Rezension

Der alte Mythos Frankenstein

Biblioteca Obscura: Frankenstein -

Biblioteca Obscura: Frankenstein
von Mary Shelley

Die eigentliche Handlung rund um den Schweizer Viktor Frankenstein und sein Monster wird im Rückblick erzählt, teils aus der Ich-Erzählperspektive, teils in Briefform. Die interessante Szenerie der Rahmenhandlung spielt auf einem Schiff auf wissenschaftlicher Expedition in die Arktis zum Ende des 18. Jahrhunderts.
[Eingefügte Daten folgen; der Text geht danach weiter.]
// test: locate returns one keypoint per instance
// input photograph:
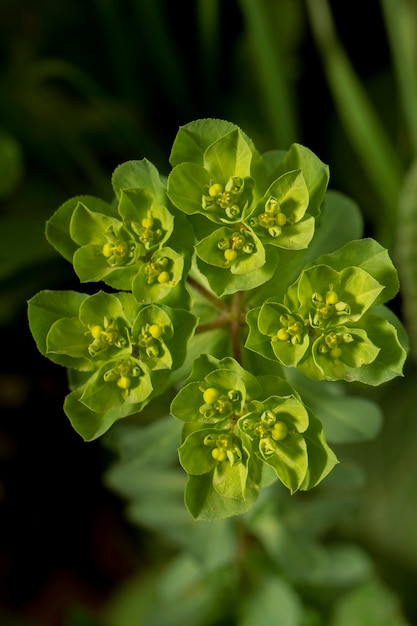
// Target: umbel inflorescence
(215, 283)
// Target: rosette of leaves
(116, 243)
(234, 426)
(244, 207)
(332, 324)
(119, 354)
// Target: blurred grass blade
(366, 133)
(400, 19)
(165, 57)
(208, 23)
(406, 253)
(271, 72)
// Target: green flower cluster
(120, 353)
(215, 262)
(330, 323)
(234, 425)
(130, 244)
(243, 206)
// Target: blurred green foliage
(87, 85)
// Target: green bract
(126, 349)
(225, 181)
(228, 276)
(233, 426)
(323, 326)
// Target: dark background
(84, 86)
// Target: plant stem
(235, 324)
(218, 304)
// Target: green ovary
(122, 374)
(223, 448)
(292, 330)
(158, 271)
(105, 336)
(333, 343)
(267, 429)
(118, 252)
(224, 199)
(150, 232)
(328, 306)
(218, 405)
(272, 219)
(239, 245)
(148, 339)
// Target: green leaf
(185, 187)
(138, 175)
(160, 279)
(290, 350)
(89, 227)
(91, 424)
(67, 336)
(223, 282)
(391, 357)
(58, 226)
(321, 459)
(151, 222)
(315, 173)
(193, 139)
(346, 418)
(351, 356)
(45, 308)
(247, 255)
(229, 156)
(205, 503)
(103, 393)
(194, 456)
(370, 256)
(352, 286)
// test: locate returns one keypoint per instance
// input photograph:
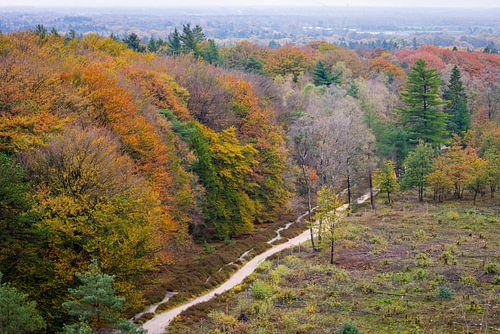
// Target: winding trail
(158, 324)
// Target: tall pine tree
(458, 114)
(321, 74)
(96, 306)
(174, 43)
(421, 116)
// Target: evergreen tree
(421, 117)
(41, 31)
(321, 74)
(95, 305)
(134, 43)
(353, 90)
(253, 65)
(417, 166)
(17, 314)
(153, 45)
(385, 179)
(174, 43)
(190, 38)
(458, 114)
(16, 225)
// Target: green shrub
(261, 290)
(491, 268)
(348, 328)
(468, 280)
(444, 293)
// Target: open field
(410, 268)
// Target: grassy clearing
(409, 268)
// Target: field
(407, 268)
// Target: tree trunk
(372, 201)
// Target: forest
(118, 159)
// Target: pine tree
(321, 74)
(190, 38)
(95, 304)
(17, 314)
(417, 166)
(385, 179)
(421, 117)
(458, 114)
(210, 53)
(134, 43)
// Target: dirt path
(158, 324)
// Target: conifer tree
(321, 74)
(210, 53)
(458, 114)
(174, 43)
(96, 306)
(385, 179)
(416, 167)
(17, 314)
(421, 116)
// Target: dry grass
(409, 268)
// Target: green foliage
(191, 38)
(421, 117)
(252, 65)
(261, 290)
(133, 42)
(16, 224)
(174, 43)
(348, 328)
(491, 268)
(95, 304)
(322, 76)
(210, 53)
(385, 180)
(17, 314)
(417, 166)
(458, 115)
(223, 166)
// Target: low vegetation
(407, 268)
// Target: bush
(490, 268)
(348, 328)
(444, 293)
(261, 290)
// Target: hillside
(142, 170)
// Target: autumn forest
(141, 166)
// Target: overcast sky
(238, 3)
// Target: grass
(201, 267)
(406, 268)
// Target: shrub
(468, 280)
(491, 268)
(444, 293)
(348, 328)
(261, 290)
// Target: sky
(241, 3)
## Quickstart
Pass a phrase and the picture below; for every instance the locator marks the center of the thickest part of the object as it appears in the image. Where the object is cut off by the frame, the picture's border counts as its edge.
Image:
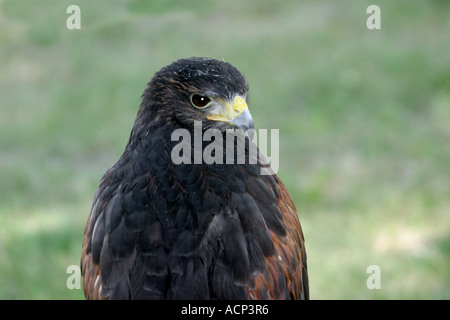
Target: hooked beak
(236, 114)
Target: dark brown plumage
(160, 230)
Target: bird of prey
(165, 229)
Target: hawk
(165, 229)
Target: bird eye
(200, 101)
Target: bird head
(198, 89)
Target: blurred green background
(364, 119)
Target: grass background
(364, 119)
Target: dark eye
(200, 101)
Überraschend für dieses von ihm geschaffene, 2,40 Meter große Monster ist dessen Welt zwischen Gutem und Bösem, zwischen gutwilligen und rachsüchtigen, gewaltbereiten Gedanken und Aktivitäten in all seiner Einsamkeit und Häßlickeit, leider vergebens Verständnis für sein Verhalten und seine Situation suchend. Geister und übernatürliche Magie ersetzt dieser 1818 publizierte Horrorroman durch ein ungewöhnlich menschliches, intelligentes Monster und das Ambiente von Wissenschaft. Verschiedene Perspektiven zu moralischen Konsequenzen ergeben sich aus der Erschaffung eines künstlichen Menschen, wenn sich die Folgen nicht absehen lassen können, was dem Roman auch nach heutigen Maßstäben viel Tiefe gibt. Auch die psychologische Deutung des Geschehens wird angerissen. Ist das Wissensdurst, wenn der Mensch Gott spielt? Wie entsteht das Böse? Der Horror liegt hier in der Wissenschaft, die so weit geht, dass sich das Menschengemachte in unerwartet negativer Weise verselbstständigt. Interessante Gedankenansätze!